An appropriate order will follow.
ORDER OF COURT
AND NOW, this 12th day of March, 1985, in accordance with the memorandum opinion filed this day, IT IS ORDERED that defendant William Emanuel Allen’s motion to revoke or amend order of detention be, and the same hereby is, denied; and,
IT IS FURTHER ORDERED that the pretrial detention order of defendant Anthony Sberna be, and the same hereby is, revoked and that the defendant Sberna be released subject to the following terms and conditions:
(1) That the defendant provide bail in the amount of $25,000 own recognizance; and,
(2) That the defendant not commit a Federal, State or local crime; and,
*874(3) That the defendant attempt to obtain lawful gainful employment; and,
(4) That the defendant not leave the jurisdiction and not appear at or frequent the area of 221 Fifth Street, Donora, Pa., otherwise known as Columbo Productions, Inc. and that he not associate with any known sellers or users of narcotics; and,
(5) That the defendant report to the United States Probation Office twice a week, on Monday and Friday, by local telephone call commencing Friday, March 15, 1985, and continuing until further order of court; and,
(6) That the defendant refrain from possessing any firearms, destructive devices, or other dangerous weapons; and,
(7) That the defendant refrain from excessive use of alcohol, or any use of a narcotic drug or other controlled substance, as defined in section 102 of the Controlled Substances Act (21 U.S.C. § 802), without prescription by a licensed medical practitioner; and,
(8) Any failure by the defendant to conform to any of the conditions of bail will result in revocation of bail and an order for his pretrial detention.

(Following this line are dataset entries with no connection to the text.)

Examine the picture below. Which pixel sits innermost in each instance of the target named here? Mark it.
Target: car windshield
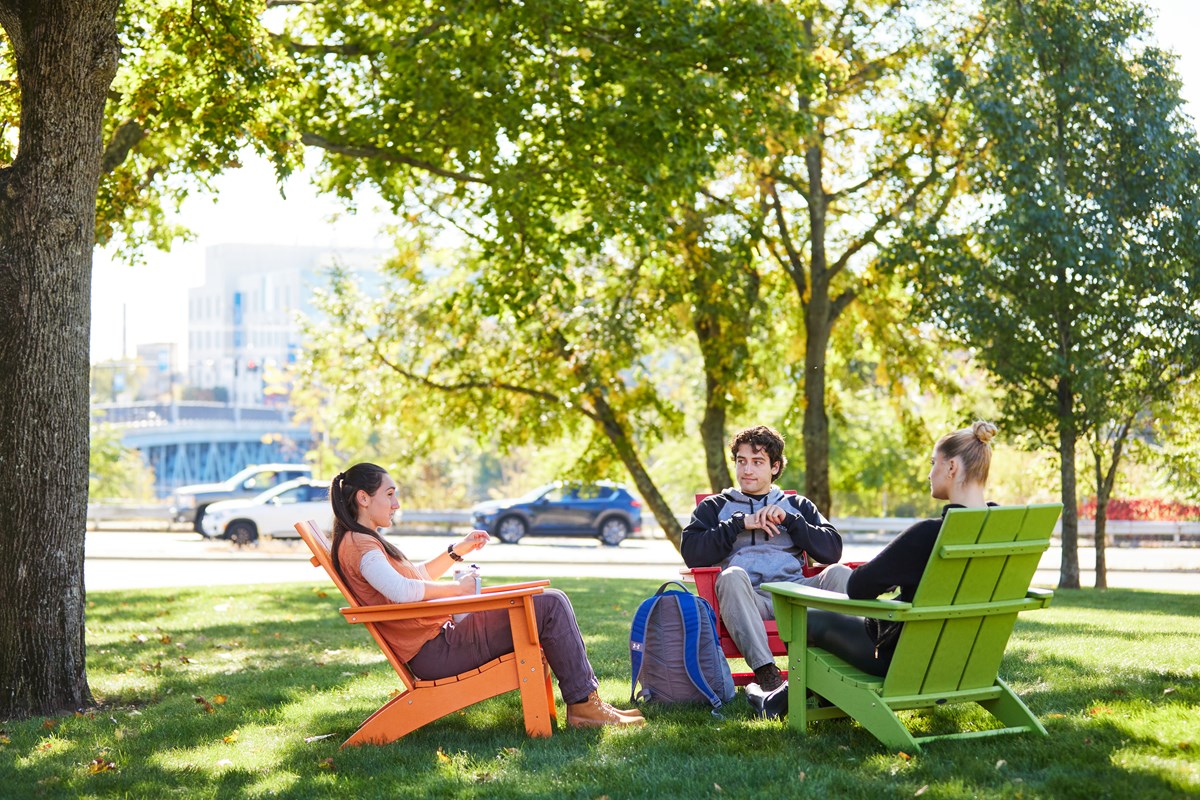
(532, 497)
(273, 492)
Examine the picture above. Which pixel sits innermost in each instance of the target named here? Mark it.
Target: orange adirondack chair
(425, 701)
(705, 577)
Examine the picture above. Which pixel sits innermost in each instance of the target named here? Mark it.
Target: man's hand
(768, 519)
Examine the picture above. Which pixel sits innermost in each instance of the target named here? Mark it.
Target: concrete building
(244, 320)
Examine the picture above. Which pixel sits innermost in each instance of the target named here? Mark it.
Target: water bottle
(479, 584)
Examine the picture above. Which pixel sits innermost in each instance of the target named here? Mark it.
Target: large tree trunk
(1068, 573)
(66, 54)
(712, 434)
(817, 320)
(1104, 482)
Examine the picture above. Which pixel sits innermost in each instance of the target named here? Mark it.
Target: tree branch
(124, 139)
(796, 262)
(371, 151)
(465, 385)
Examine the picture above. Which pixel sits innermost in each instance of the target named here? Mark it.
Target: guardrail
(1119, 531)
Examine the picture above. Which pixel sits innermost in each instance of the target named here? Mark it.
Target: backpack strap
(688, 608)
(637, 641)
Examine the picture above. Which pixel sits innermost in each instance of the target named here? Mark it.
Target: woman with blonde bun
(959, 475)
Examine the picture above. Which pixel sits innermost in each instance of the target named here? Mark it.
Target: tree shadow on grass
(291, 669)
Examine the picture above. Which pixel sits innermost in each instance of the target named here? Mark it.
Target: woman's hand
(473, 541)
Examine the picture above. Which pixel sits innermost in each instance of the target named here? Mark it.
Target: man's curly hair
(761, 438)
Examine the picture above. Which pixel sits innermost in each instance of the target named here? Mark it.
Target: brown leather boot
(594, 713)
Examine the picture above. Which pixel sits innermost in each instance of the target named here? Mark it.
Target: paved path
(147, 559)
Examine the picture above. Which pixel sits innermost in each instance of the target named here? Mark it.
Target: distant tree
(115, 471)
(1078, 287)
(559, 143)
(873, 149)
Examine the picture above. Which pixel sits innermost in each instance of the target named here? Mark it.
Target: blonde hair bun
(983, 431)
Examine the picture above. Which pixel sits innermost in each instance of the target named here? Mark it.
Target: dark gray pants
(484, 636)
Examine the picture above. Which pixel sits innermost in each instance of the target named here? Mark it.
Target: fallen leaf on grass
(101, 764)
(318, 738)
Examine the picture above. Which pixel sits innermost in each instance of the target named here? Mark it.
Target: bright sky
(249, 209)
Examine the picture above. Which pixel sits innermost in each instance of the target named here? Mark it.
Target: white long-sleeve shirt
(379, 573)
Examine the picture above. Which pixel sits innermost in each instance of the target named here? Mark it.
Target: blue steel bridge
(202, 443)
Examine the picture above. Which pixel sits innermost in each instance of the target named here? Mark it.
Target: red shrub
(1143, 509)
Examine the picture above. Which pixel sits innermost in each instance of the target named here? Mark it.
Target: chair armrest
(502, 597)
(835, 601)
(510, 587)
(901, 612)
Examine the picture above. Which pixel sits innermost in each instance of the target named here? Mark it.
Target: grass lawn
(249, 691)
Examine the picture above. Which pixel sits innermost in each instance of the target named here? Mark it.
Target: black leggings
(846, 638)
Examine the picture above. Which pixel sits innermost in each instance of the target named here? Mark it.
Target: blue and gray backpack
(675, 650)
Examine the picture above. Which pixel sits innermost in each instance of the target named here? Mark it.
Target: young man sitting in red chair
(757, 534)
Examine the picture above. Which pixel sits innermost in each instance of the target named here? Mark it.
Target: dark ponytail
(345, 486)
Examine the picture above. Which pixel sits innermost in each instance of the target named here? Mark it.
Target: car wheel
(613, 531)
(241, 533)
(199, 518)
(511, 529)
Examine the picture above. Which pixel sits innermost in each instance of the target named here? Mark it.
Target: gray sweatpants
(744, 607)
(484, 636)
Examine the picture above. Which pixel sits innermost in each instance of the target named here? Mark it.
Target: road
(117, 559)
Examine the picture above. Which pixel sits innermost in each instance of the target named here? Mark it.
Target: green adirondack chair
(955, 631)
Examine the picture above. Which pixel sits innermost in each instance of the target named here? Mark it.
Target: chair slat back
(981, 555)
(319, 545)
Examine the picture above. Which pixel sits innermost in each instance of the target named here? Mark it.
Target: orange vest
(406, 637)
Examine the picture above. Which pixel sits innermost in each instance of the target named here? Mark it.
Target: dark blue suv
(604, 510)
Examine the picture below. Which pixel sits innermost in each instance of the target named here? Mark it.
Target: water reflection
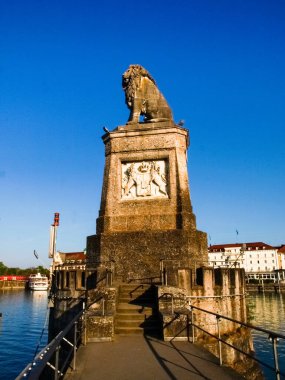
(267, 310)
(24, 315)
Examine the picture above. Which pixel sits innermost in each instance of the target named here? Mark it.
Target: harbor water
(23, 329)
(267, 310)
(24, 321)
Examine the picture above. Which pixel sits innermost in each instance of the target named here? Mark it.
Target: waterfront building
(69, 269)
(259, 260)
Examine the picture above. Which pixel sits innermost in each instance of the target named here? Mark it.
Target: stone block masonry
(146, 213)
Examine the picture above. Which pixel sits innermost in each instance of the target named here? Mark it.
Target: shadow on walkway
(146, 358)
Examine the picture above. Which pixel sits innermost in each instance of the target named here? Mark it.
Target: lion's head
(131, 81)
(143, 96)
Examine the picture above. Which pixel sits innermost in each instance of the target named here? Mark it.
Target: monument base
(139, 255)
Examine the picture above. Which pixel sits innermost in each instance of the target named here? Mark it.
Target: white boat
(38, 282)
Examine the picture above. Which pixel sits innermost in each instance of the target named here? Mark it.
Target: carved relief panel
(145, 179)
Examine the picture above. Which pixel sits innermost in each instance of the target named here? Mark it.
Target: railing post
(74, 345)
(103, 306)
(84, 328)
(56, 364)
(275, 353)
(219, 336)
(192, 324)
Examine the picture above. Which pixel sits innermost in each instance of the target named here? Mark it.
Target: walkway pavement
(147, 358)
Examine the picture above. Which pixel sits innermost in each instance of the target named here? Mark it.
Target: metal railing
(49, 356)
(273, 337)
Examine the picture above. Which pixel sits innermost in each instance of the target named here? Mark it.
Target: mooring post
(56, 364)
(219, 336)
(74, 345)
(192, 324)
(275, 353)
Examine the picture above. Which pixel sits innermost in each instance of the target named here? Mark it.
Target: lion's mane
(143, 96)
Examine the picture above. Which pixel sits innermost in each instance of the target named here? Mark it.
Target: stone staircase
(137, 311)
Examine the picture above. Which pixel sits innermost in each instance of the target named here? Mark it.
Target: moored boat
(38, 282)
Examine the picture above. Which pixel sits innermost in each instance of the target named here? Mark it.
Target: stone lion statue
(143, 97)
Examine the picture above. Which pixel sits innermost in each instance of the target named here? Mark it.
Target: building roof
(249, 246)
(281, 249)
(75, 256)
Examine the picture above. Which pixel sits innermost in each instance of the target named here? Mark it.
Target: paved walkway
(147, 358)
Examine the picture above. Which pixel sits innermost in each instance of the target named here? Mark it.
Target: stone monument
(146, 214)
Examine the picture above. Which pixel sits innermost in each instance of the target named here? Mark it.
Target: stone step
(145, 323)
(137, 301)
(131, 316)
(129, 330)
(134, 330)
(131, 306)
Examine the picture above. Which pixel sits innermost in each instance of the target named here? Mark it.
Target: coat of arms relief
(144, 179)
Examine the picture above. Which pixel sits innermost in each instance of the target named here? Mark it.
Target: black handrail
(33, 370)
(273, 336)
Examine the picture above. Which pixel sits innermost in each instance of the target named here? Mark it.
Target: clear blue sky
(221, 66)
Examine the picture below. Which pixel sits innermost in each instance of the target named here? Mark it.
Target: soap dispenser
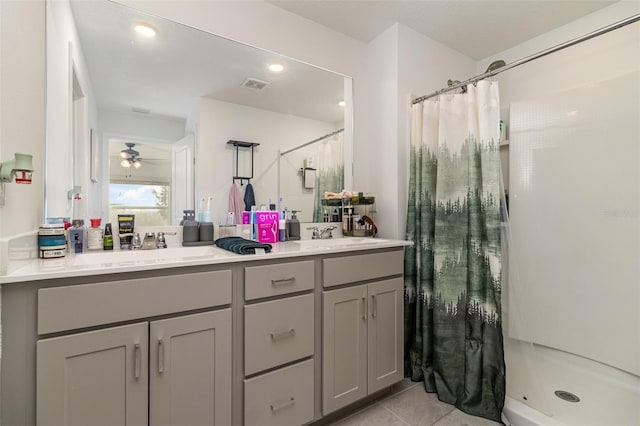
(294, 226)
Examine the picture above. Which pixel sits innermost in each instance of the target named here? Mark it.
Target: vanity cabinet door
(344, 352)
(385, 333)
(190, 370)
(94, 378)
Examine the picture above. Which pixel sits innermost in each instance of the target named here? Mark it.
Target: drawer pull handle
(160, 356)
(137, 361)
(291, 401)
(283, 281)
(283, 334)
(374, 308)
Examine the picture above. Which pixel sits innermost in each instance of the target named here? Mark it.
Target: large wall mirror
(139, 121)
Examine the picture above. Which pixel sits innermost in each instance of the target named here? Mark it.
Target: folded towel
(236, 204)
(249, 197)
(241, 245)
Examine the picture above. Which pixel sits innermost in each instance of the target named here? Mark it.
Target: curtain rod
(540, 54)
(313, 141)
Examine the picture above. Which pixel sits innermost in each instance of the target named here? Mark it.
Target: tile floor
(410, 405)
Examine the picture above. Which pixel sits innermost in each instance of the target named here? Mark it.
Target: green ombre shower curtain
(330, 172)
(453, 321)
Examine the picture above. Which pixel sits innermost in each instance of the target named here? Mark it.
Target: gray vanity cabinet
(94, 378)
(167, 368)
(344, 351)
(362, 340)
(102, 377)
(189, 370)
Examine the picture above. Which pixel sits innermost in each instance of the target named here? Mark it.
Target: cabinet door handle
(283, 334)
(160, 356)
(283, 281)
(291, 401)
(137, 361)
(374, 307)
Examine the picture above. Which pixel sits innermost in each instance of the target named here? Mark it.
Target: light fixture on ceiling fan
(130, 157)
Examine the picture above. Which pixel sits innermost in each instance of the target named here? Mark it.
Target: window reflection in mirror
(185, 88)
(140, 181)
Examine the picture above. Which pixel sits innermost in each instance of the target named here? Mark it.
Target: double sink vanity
(200, 335)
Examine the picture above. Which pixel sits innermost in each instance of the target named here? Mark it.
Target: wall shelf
(238, 145)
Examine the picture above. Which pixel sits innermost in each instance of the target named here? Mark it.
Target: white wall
(215, 159)
(609, 395)
(22, 56)
(404, 65)
(67, 165)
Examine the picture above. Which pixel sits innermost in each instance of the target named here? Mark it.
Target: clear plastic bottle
(95, 235)
(107, 241)
(77, 237)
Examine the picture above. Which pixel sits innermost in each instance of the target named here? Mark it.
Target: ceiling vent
(141, 110)
(254, 83)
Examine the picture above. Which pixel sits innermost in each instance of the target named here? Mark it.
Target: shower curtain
(453, 322)
(329, 172)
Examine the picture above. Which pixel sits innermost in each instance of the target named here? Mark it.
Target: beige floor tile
(458, 418)
(405, 384)
(416, 407)
(374, 415)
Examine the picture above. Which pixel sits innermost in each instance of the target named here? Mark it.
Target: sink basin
(338, 242)
(134, 256)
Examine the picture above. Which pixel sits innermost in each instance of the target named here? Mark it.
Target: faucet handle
(316, 232)
(160, 241)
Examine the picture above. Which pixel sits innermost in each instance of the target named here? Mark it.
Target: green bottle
(107, 241)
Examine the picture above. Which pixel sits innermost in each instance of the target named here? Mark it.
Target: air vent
(141, 110)
(253, 83)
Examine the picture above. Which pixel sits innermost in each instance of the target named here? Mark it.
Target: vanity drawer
(273, 280)
(362, 267)
(280, 398)
(277, 332)
(87, 305)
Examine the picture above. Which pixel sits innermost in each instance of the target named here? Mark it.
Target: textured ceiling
(477, 29)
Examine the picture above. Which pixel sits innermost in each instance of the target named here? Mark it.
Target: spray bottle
(294, 226)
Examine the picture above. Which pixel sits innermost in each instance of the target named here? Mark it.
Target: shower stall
(572, 244)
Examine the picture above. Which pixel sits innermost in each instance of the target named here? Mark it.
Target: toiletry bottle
(94, 235)
(294, 226)
(107, 240)
(76, 236)
(287, 225)
(252, 222)
(282, 228)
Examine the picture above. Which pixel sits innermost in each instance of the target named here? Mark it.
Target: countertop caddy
(201, 335)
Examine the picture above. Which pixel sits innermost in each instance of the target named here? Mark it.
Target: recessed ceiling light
(145, 30)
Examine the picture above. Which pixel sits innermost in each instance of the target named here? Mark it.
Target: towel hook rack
(238, 145)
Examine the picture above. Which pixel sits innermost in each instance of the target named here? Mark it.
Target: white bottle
(95, 235)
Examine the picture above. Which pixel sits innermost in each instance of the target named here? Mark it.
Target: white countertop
(106, 262)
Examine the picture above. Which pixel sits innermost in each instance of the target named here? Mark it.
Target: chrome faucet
(316, 232)
(320, 234)
(328, 229)
(160, 241)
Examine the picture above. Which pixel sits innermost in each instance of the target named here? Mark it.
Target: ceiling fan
(130, 157)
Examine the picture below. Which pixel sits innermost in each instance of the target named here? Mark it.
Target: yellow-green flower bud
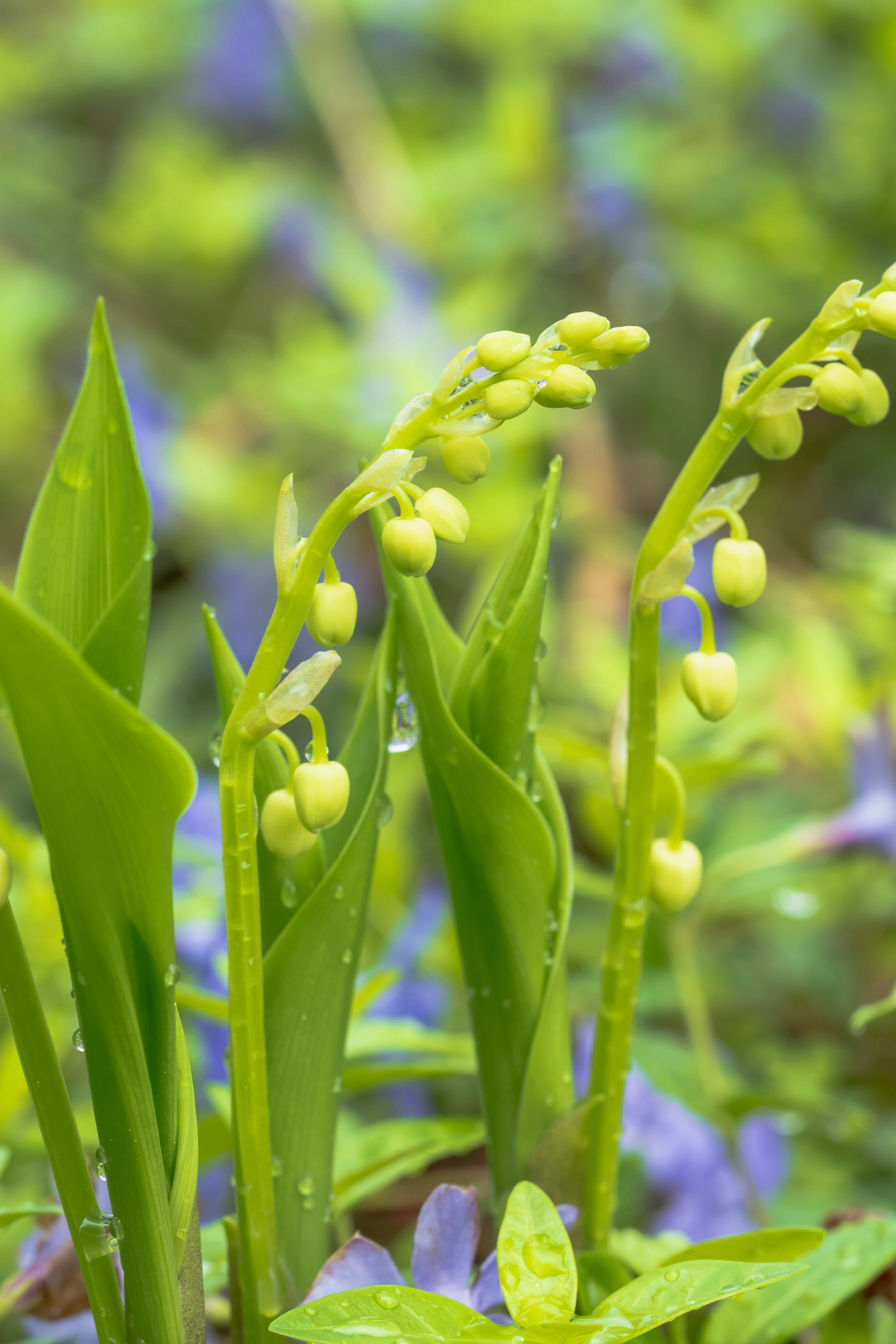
(675, 874)
(580, 329)
(620, 345)
(777, 437)
(738, 572)
(283, 833)
(569, 386)
(322, 794)
(465, 458)
(500, 350)
(883, 314)
(447, 515)
(840, 390)
(876, 400)
(711, 683)
(510, 398)
(410, 545)
(332, 615)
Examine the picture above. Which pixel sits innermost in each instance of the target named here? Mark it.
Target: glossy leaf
(109, 785)
(310, 982)
(850, 1257)
(87, 560)
(392, 1314)
(662, 1296)
(766, 1244)
(536, 1264)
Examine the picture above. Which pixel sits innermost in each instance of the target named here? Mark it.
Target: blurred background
(298, 212)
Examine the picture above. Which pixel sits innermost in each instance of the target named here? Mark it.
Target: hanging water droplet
(406, 726)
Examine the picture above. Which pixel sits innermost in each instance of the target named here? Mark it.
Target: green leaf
(109, 785)
(536, 1264)
(768, 1244)
(310, 982)
(392, 1314)
(850, 1257)
(662, 1296)
(510, 868)
(13, 1215)
(374, 1156)
(87, 557)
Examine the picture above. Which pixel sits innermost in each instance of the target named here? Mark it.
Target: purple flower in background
(445, 1242)
(686, 1159)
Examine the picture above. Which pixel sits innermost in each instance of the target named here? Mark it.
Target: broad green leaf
(85, 564)
(662, 1296)
(536, 1264)
(850, 1257)
(766, 1244)
(310, 983)
(374, 1156)
(284, 884)
(13, 1215)
(109, 785)
(392, 1314)
(508, 861)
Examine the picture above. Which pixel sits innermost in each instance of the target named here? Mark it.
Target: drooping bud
(738, 572)
(876, 402)
(777, 437)
(500, 350)
(675, 874)
(567, 386)
(840, 390)
(322, 794)
(410, 545)
(465, 458)
(883, 314)
(580, 329)
(332, 615)
(447, 515)
(620, 345)
(510, 398)
(283, 833)
(711, 683)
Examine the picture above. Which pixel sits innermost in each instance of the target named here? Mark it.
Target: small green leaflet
(536, 1264)
(848, 1259)
(392, 1314)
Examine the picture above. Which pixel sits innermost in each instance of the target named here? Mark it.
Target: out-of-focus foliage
(296, 213)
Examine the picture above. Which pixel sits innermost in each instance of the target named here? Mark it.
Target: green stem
(57, 1123)
(625, 940)
(262, 1292)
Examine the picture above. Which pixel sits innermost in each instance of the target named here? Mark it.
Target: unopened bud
(876, 402)
(410, 545)
(620, 345)
(840, 390)
(569, 386)
(447, 515)
(510, 398)
(777, 437)
(500, 350)
(322, 794)
(675, 874)
(332, 615)
(738, 572)
(711, 683)
(883, 312)
(283, 833)
(465, 458)
(580, 329)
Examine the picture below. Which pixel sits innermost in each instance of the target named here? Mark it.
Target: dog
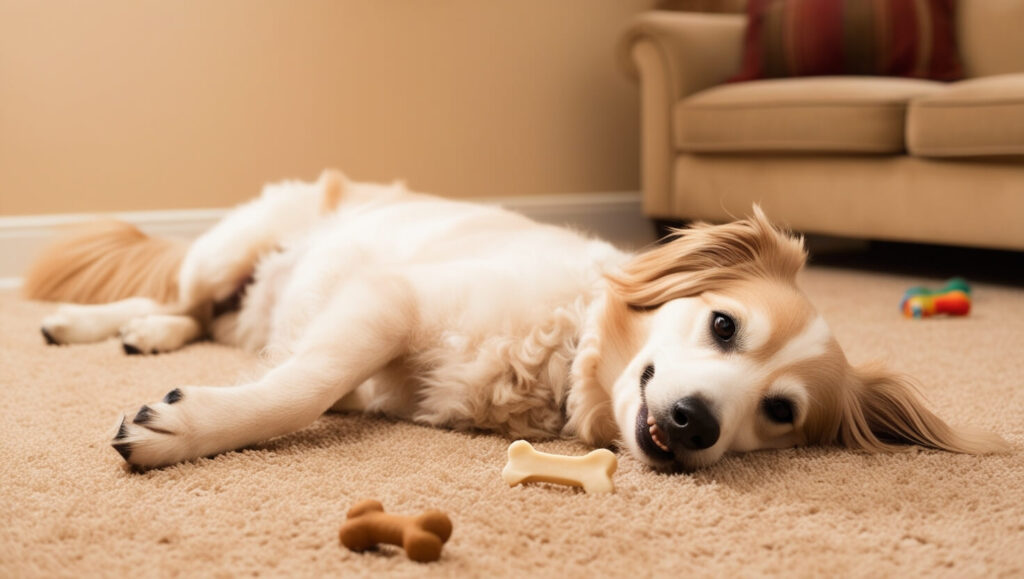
(373, 298)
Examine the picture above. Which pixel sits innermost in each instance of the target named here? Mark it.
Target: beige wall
(133, 105)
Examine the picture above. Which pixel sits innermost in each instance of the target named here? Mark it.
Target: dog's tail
(105, 261)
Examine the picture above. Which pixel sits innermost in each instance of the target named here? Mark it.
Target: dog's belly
(512, 384)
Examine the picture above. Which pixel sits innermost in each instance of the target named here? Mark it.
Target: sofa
(883, 158)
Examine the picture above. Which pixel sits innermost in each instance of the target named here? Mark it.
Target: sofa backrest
(991, 36)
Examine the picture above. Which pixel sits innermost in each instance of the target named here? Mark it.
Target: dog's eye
(723, 327)
(777, 410)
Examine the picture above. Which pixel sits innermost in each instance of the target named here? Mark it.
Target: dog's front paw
(158, 435)
(157, 334)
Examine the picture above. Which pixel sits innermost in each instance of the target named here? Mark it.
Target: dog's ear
(698, 258)
(884, 413)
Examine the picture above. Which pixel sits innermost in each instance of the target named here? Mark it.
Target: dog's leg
(159, 333)
(364, 329)
(84, 324)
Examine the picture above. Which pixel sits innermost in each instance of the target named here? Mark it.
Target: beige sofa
(866, 157)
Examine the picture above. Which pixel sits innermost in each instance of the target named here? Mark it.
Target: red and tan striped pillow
(902, 38)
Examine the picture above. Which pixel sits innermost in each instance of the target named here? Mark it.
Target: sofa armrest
(674, 54)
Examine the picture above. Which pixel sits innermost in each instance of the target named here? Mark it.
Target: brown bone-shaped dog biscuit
(421, 536)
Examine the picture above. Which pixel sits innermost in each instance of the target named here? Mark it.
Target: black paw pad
(122, 430)
(49, 339)
(144, 415)
(173, 396)
(124, 449)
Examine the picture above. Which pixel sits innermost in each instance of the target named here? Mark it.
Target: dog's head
(705, 345)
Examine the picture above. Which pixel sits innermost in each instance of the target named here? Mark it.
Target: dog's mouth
(652, 442)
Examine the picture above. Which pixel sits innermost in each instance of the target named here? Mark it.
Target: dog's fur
(376, 299)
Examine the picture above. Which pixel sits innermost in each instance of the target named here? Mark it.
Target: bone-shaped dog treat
(422, 536)
(592, 471)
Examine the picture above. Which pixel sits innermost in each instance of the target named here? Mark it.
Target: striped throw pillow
(901, 38)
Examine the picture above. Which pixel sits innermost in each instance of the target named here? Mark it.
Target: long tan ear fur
(695, 259)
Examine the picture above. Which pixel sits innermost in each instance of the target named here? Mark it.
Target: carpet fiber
(68, 506)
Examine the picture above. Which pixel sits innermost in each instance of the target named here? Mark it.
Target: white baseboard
(614, 216)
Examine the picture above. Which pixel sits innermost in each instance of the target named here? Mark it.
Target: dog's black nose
(692, 425)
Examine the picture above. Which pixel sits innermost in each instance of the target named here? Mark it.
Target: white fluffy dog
(376, 299)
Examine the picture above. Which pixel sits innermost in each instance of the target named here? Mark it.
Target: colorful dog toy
(952, 299)
(422, 536)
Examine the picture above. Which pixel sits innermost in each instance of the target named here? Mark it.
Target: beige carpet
(69, 508)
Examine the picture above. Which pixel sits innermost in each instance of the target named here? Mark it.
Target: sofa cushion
(904, 38)
(802, 115)
(978, 117)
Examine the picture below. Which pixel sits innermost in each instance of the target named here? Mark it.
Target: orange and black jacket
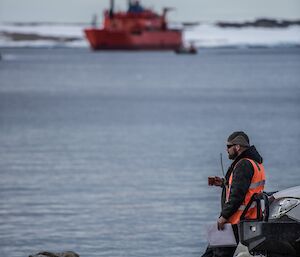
(242, 172)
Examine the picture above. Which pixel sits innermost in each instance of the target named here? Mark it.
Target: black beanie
(238, 138)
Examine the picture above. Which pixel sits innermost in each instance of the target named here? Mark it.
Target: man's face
(232, 152)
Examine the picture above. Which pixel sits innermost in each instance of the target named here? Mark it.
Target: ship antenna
(111, 11)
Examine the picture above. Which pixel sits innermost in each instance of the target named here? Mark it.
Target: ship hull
(102, 39)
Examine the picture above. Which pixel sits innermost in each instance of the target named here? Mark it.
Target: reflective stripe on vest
(256, 186)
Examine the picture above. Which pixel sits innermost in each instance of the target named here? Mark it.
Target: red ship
(136, 29)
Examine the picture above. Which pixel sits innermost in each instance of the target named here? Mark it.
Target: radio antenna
(222, 167)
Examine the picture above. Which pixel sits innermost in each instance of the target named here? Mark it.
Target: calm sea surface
(107, 154)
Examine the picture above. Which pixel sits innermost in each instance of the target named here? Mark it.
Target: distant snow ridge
(214, 36)
(203, 35)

IT IS FURTHER ORDERED that the defendant is advised that if he is convicted of an offense committed while released pursuant to this order, he shall be sentenced, in addition to the sentence prescribed for that offense to the following:
a) A term .of imprisonment of not less than two (2) years and not more than ten (10) years if the offense is a felony; or,
b) A term of imprisonment of not less than ninety (90) days and not more than one (1) year of the offense is a misdemeanor.
A term of imprisonment imposed pursuant to the above provisions shall be consecutive to any other sentence of imprisonment.
IT IS FURTHER ORDERED that the defendant is advised that if the defendant violates any other conditions of his release, the defendant shall be subject to a revocation of his release, an order of detention, a prosecution for contempt of court, and the immediate issuance of a warrant for the defendant’s arrest;
IT IS FURTHER ORDERED that the defendant be brought by the United States Marshal before Magistrate Ila Jeanne Sensenich on March 13, 1985, at 1:30 P.M., who will fully advise the defendant of the matters contained in 18 U.S.C. § 3142(h)(2)(C).